When my father died, I watched death drift across his flushed face. All of you deal with the dead better in the mosque, after the person's spirit has been surrendered to heaven.
Yes, neighbor, that's the truth. My father's tears left me parched. My last image of him is the smile he granted me as if wishing to absolve me from some future sin.
The Diesel is a man, a woman, a singer, a dancer, a traveler. Born in an Arab country on the precipice of modernization--perhaps a place like the Emirates of author Thani al-Suwaidi--he grows up through transformations of many kinds. As he tells his story to the novel's silent audience, the muezzin of a mosque, he describes being raped by a "wayfarer" as a child, then watching his father fall from a boat and die. He dons women's clothes and becomes a singer in a women's ensemble, a role that allows for a fuller expression of his inner self (though the use of the pronoun "he" remains consistent.) The introduction describes the Diesel as "trans," and perhaps that's true, especially in a broader since of moving across identities and roles. It's this final role, as a singer and dancer, that the Diesel becomes famous, and it's in this artistic expression--both radical and, as I understand it, somewhat rooted in tradition--that gives him a way to be in the world.

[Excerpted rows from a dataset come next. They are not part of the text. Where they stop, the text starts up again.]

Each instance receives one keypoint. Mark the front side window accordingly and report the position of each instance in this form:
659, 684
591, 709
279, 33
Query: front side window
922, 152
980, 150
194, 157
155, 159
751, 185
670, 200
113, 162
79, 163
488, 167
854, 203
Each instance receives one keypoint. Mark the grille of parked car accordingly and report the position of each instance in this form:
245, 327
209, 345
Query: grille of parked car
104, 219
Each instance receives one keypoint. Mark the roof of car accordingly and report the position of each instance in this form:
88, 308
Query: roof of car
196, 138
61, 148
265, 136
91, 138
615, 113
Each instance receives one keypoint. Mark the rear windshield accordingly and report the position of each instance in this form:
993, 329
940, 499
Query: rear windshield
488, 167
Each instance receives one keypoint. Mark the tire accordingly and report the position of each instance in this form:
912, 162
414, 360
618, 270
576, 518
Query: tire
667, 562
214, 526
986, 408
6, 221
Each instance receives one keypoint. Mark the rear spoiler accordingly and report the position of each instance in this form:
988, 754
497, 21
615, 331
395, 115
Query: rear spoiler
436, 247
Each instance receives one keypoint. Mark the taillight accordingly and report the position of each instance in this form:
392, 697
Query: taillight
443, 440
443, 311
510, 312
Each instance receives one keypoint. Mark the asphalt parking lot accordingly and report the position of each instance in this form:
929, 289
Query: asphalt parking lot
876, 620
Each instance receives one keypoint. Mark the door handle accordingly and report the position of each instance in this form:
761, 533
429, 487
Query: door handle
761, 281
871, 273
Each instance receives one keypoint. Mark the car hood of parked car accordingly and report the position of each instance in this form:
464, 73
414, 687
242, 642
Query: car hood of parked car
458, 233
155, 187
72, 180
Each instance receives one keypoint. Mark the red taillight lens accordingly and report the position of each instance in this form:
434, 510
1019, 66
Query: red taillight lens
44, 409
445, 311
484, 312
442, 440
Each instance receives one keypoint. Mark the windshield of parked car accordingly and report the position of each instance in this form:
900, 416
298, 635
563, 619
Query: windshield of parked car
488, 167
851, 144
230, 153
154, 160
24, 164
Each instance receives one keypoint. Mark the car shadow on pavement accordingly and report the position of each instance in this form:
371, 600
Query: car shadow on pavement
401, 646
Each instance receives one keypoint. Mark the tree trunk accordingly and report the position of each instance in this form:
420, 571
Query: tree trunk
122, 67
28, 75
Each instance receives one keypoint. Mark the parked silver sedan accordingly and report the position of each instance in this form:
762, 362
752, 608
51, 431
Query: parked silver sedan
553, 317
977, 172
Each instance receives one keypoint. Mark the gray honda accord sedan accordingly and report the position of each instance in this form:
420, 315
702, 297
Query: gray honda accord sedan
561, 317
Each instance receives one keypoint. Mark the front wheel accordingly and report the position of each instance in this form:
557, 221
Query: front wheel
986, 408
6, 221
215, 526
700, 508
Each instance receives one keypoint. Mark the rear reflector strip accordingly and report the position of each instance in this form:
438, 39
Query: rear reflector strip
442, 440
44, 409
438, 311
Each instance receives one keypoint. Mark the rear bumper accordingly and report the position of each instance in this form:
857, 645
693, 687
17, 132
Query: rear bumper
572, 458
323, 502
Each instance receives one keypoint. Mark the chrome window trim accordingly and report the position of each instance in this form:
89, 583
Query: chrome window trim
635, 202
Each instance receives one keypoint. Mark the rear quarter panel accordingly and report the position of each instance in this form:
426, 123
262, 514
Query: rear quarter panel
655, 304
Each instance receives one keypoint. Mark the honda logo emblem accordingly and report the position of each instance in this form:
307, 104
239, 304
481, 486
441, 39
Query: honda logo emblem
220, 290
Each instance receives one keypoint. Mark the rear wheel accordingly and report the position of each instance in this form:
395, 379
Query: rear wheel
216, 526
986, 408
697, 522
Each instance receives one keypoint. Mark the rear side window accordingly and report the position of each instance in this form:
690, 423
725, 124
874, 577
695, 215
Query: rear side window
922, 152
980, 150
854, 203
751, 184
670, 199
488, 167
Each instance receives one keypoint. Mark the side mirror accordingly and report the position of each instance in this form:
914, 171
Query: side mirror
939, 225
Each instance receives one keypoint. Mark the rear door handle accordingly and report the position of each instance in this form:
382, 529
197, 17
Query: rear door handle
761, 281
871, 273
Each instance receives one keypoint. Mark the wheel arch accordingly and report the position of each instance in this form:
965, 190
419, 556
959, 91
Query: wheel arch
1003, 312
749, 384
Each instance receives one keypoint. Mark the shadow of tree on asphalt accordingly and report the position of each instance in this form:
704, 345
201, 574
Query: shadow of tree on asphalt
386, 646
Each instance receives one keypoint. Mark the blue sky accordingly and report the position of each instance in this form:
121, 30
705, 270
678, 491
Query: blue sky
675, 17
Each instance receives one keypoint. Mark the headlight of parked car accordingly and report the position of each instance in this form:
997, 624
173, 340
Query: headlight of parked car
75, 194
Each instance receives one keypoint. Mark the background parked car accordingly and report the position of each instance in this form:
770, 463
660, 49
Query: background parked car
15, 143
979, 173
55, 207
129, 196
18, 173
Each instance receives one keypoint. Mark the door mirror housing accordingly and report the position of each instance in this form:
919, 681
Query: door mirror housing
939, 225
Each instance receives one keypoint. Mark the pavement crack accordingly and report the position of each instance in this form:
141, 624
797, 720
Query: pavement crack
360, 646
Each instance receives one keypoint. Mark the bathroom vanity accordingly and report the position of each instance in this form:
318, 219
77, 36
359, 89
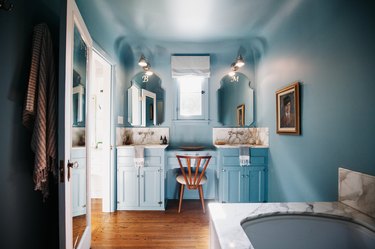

The Diesel is part of my SHORT BOOK FEBRUARY project, and its slimness, along with its stream-of-consciousness and its bewildering imagery, gives it the air of a long prose poem. Indeed, Emirati author Thani al-Suwaidi is a poet, and this is a poet's novel. I didn't always find the images as arresting as I would have liked, and I often felt as if there were some cultural context I was missing, but I was interested in the ways that The Diesel navigates the demands of tradition, modernism, and subversiveness, three ideas that make, I think, a trio rather than a spectrum.
I found myself wondering about the name: is it a reference to the petroleum industry that launched the economy of once humble places like the U.A.E.? The Diesel reminisces on the first house in her village to be electrified; by the end of her tale, great electric cities have bloomed in the desert. It seemed to me that The Diesel, more than anything, is a meditation on a new Persian Gulf, one that has undergone tremendous transformations over the past fifty years. The Diesel, like the Gulf, goes through a number of transformations, and in doing so finds a way to his or her true self; does The Diesel suggest that the economic and political transformation of the Gulf is an opportunity to redefine one's self in relation to gender and sexuality, too? There is always something hopeful, I suppose, about a changing world, which even in the face of uncertainty holds a certain amount of promise, too.
This is the first book I've read from the United Arab Emirates, which means my "countries read" list is up to 84!